![instinct-vfx] @instinct-vfx: I have a bit of a bigger topic. No idea if anyone faces something like that at all here: How to handle remote impersonation and/or credentials in a render-farm scenario?
Currently we use Qube as a render manager and Qube has a feature that allows us to let render jobs be executed as the user that submitted them. That is not directly possible on windows, as - as opposed to linux - you can not run a process under a different user without their credentials. Qube (and Deadline) get around this by letting users register their Windows password encrypted in their DB and then using that information to launch processes under that user. We need this because we are not allowed to have a generic render user that has access to all projects as we must control process access per user individually.
Questions i have:
• Anyone knows if any other render manager supports this besides Qube and Deadline?
• In addition to just share access we have an increasing amount of central services that also need authentication. For some we were able to put Kerberos forwarding in place and piggy back the above mentioned mechanism. But that’s cumbersome and does not always work and Kerberos is also to be deprecated. Anyone knows of solutions that allow me to hand credentials to a render job process in a way that prevents compromising of the credentials? (e.g. if i add that information to a job, then everyone with access to the queue can read the credentials and potentially abuse them.
![Andre_Anjos] @Andre_Anjos: @instinct-vfx Just for my understanding… In what circumstances would the impersonator be able to access to the render farm? Are you talking about someone internally, if they are aware of the credentails for a specific user?
![instinct-vfx] @instinct-vfx: To clarify: A user submits a job to the farm, the farm needs to be able to run this job on a different computer (=render node) but as the user that submitted it. So the farm uses impersonation to run as a user. The impersonator is the render farm basically.
![minkiu] @minkiu: Hmm that sounds like quite the pickle, maybe have a pre-job/task that adds the credential as an ENV VAR , so it sets it on runtime, and the tool can then use the credential, but it’s not in the job properties environment maybe…
![instinct-vfx] @instinct-vfx: The main problem is preventing people with access to the render manager from extracting information
![minkiu] @minkiu: > access to the render manager
Are these unfetered access?
Even so with the idea I mention they would still be unable to to get the credential, no?
1) Job Preload: queries vault or whatever to get credentials an set it as env var to the current process 2) your tool has now access to the env var so it can use it
So unless the user with farm access can inspect processes they shouldn’t be able to see it, no?

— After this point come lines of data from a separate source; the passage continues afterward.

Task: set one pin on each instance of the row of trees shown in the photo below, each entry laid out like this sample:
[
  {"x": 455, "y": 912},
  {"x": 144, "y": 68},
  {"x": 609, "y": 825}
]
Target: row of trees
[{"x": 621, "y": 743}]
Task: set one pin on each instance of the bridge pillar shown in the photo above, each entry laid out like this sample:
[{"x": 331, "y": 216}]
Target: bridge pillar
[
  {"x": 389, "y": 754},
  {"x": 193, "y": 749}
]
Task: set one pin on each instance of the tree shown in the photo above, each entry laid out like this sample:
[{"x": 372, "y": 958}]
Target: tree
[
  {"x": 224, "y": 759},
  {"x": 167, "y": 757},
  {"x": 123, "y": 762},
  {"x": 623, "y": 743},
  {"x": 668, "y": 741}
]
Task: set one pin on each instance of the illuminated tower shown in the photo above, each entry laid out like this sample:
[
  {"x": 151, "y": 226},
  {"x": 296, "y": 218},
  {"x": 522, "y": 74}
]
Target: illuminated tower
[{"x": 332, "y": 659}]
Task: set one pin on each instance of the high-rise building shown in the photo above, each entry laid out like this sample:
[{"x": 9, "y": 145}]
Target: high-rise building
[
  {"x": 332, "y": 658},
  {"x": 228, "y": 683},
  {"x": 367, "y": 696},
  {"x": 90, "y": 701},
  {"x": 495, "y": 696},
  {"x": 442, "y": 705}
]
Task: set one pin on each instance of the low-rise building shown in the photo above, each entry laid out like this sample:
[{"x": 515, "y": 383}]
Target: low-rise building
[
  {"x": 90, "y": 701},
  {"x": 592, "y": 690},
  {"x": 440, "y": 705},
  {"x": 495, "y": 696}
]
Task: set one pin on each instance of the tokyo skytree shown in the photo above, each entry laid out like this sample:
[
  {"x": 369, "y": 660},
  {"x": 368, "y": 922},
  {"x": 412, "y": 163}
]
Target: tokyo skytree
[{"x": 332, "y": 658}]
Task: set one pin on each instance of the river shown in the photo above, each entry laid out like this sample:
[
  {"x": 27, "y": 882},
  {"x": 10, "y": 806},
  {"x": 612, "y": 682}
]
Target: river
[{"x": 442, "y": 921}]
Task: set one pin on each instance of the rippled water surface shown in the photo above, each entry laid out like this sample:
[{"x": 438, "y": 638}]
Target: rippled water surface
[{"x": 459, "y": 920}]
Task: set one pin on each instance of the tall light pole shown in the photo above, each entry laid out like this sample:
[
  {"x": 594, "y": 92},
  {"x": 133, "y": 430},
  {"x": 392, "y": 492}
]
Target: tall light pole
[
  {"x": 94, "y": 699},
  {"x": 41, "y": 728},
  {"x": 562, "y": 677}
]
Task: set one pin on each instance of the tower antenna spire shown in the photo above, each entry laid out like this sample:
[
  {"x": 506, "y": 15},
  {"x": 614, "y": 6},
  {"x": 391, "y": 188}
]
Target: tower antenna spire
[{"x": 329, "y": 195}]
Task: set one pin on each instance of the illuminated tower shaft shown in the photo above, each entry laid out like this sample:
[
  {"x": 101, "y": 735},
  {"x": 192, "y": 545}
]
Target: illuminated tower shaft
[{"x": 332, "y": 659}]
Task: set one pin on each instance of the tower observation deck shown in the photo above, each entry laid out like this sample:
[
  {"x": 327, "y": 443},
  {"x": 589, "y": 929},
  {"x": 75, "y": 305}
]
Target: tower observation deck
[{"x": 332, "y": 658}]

![instinct-vfx] @instinct-vfx: Looked into all kinds of setups, like Hashicorp Vault and other credential stores. But in a standard farm setup that does not really work. It just increases your attack surface
![Andrew_Golubev] @Andrew_Golubev: there is no ability to set up a specific role?
where y can setup specific role, and lock only sending but not retrieve data
![instinct-vfx] @instinct-vfx: But how do you get access to vault? That’s typically a token. But if that token is stored in the job, then everyone with access will see the token, and can in turn use the token to pull the actual credentials
I don’t know of any render managers that allow to store data in jobs that is not visible. Unless you build your own encryption and simply submit encrypted data. But then you also need a means to decrypt that
![minkiu] @minkiu: ask for passwords on submission?
and encrypt it like you say
![bob.w] @bob.w: Every user gets their own virtual farm?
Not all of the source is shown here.